I'm very familiar with your work on (py)datatable (big fan ;-)) and just wanted to get clear how you would integrate fst into the package.

In short, fstlib is similar to parquet and feather libraries; it contains the code to wrap an existing data structure (e.g. a (py)datatable) and serialize that to disk (or RAM in a future upgrade).

So it was explicitly not designed to manipulate in-memory datasets, like datatable and pandas (and arrow).

What the fstlib will be able to do is to run custom functions while loading data from disk. So during a load, each chunk can be processed on main- or background threads. This will enable fast calculations on on-disk data. But the actual methods used for these calculations will be provided by the user.

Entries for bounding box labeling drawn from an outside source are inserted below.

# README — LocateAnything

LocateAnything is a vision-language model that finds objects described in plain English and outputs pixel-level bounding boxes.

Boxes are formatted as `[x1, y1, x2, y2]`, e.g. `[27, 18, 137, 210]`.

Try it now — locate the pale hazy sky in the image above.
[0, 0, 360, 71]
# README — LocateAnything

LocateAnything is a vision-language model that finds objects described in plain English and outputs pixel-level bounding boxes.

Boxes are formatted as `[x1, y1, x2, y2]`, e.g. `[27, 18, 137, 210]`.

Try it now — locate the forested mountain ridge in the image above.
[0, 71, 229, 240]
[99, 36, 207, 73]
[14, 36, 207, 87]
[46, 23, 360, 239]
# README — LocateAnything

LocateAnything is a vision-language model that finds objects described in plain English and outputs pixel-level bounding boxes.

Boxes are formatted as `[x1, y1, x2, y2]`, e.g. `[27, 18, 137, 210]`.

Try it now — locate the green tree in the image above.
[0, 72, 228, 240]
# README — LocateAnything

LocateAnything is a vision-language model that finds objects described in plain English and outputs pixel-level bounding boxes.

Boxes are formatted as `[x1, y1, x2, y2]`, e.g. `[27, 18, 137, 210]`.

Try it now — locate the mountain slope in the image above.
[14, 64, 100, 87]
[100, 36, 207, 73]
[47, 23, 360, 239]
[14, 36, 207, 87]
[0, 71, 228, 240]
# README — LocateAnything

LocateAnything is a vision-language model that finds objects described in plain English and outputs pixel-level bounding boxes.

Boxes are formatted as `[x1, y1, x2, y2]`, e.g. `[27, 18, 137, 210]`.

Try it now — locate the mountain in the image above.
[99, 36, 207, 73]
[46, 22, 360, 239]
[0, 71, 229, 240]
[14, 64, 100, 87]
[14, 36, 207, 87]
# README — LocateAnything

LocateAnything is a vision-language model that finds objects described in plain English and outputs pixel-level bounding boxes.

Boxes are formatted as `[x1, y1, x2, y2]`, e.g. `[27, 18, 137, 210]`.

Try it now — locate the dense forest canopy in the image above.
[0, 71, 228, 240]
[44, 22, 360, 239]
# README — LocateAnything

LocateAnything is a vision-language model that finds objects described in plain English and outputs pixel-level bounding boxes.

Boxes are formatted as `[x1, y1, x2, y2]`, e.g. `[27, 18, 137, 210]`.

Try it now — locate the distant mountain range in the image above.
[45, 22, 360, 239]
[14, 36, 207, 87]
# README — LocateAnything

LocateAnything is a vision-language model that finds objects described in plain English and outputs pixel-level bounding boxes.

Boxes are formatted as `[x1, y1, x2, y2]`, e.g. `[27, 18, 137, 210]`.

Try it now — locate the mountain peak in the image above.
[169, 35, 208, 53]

This is a difference with the goals of arrow for example because arrow does provide code for operations on it's internal dataframe structure. So it aims to be a universal dataframe manipulation framework, that can be used from different languages and systems.

With fstlib calculations are done by the client, leveraging the strong points of specific languages and it's functions.

The fst format is tightly bound to the fstlib library, as data-blocks and meta-data are compressed using optimized algorithms that are (only) available in fstlib. For example, compression usually involves a bit-shifting filter to speed up results. This filter is part of the fstlib library.

For datatable to add the fst format to it's reading and writing capabilities, fstlib will have to be compiled and integrated with datatable. Then, a (zero copy) wrapper for a datatable object can be created so that fstlib can (de-)serialize data to disk.

Currently, fstlib has a AGPL-3.0 license, and the LZ4 and ZSTD compression libraries have their own licenses (BSD). So that cannot easily be re-licensed to datatable's MPL-2.0 at the moment (I think). Options are to create a package fst for Python that returns a datatable, that would give a separation of licenses. Another option would be to create a special license for use by datatable.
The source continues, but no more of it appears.